At so many of the fancy, expensive restaurants on the Vegas Strip, the tasting menu is the most choice experience, a way to let the talent in the kitchen do their thing, to experiment with food and educate you on what they think fine dining should be. Though it’s a pricey, time-consuming option, rarely will you be sorry you went all out. That’s what I was thinking when I was dipping between a trio of savory ice creams—honey carrot, mint with green pea, and bacon-artichoke—up on Mandarin Oriental’s 23rd floor.
I was also thinking: this bacon-artichoke ice cream is amazing.
Pierre Gagnaire usually swings through Las Vegas a couple times a year to help update the menu at Twist, his only restaurant in the United States. Twist actually overhauls the entire menu four times a year, all-new dishes to match all-new seasons. The new spring offerings, created in collaboration with chef de cuisine Ryuki Kawasaki, are as spring-y as it gets, spotlighting cool, crisp vegetable flavors with small streaks of contrasting richness. The ice cream dish is a great example; though it sounds like a sweet and savory dessert, it’s actually an opener. The football-shaped jewels of brightly colored, creamy creativity are accompanied by a swirl of foie gras veloute and snappy haricot vert. It’s one of the most unique dishes I’ve ever encountered.
Other highlights: shellfish marinere—a brisk, slightly salty foam over a variety of delicate sea treasures (and a parmesan-coated disc of cuttlefish) with a few pillowy black gnocchi, and veal tenderloin hidden under green curry-scented eggplant with a small dish of diced veal, sorrel and Paris ham. It’s as if the veal dish was the subtle version, and the additional savory meat cup is there to overwhelm, just for fun.

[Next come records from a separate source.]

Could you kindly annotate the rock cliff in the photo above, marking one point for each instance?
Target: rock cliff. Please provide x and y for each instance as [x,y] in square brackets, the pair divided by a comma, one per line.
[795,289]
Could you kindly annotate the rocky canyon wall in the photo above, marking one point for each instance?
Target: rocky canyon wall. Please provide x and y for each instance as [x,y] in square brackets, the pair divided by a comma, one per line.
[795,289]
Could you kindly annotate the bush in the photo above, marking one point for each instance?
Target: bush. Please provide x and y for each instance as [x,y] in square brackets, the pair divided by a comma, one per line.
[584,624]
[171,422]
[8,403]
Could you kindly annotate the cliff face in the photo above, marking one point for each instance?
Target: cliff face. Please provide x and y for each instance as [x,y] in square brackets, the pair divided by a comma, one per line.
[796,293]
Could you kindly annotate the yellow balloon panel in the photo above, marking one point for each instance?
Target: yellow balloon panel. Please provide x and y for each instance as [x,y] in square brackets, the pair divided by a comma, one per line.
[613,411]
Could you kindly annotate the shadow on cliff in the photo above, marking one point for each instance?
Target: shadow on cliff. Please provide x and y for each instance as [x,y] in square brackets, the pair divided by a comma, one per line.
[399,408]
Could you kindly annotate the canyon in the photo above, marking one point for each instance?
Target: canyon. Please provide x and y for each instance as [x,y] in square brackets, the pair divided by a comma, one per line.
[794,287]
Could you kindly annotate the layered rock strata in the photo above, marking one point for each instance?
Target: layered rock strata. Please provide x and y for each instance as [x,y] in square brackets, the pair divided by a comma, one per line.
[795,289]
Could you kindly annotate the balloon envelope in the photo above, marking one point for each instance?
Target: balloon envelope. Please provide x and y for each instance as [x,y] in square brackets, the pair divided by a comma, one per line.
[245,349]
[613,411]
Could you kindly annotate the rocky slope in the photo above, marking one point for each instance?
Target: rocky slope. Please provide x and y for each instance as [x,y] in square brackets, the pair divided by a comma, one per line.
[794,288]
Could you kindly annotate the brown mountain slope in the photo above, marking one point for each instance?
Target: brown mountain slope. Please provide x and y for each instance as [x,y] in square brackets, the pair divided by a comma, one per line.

Speaking of overwhelming, the grand dessert does not take it easy. Gagnaire’s “RRRRaspberry” is a martini glass holding a tart sorbet and marmalade parfait with crisp shortbread languettes, and it’s part one of a five-part dessert. The others, from which it’s impossible to pick a favorite, are a tandoori apple with ice cream, chocolate ganache with pear veloute, vanilla meringue with Grand Marnier gel, and a rodolphe biscuit—a cookie with praline cream, coconut and caramelized hazelnuts.
The menu runs three courses for $120, four for $145 and a full seven for $205. For those looking to collect the finest dining experiences available in Las Vegas, Twist is a must-try, and spring is a great time to try it.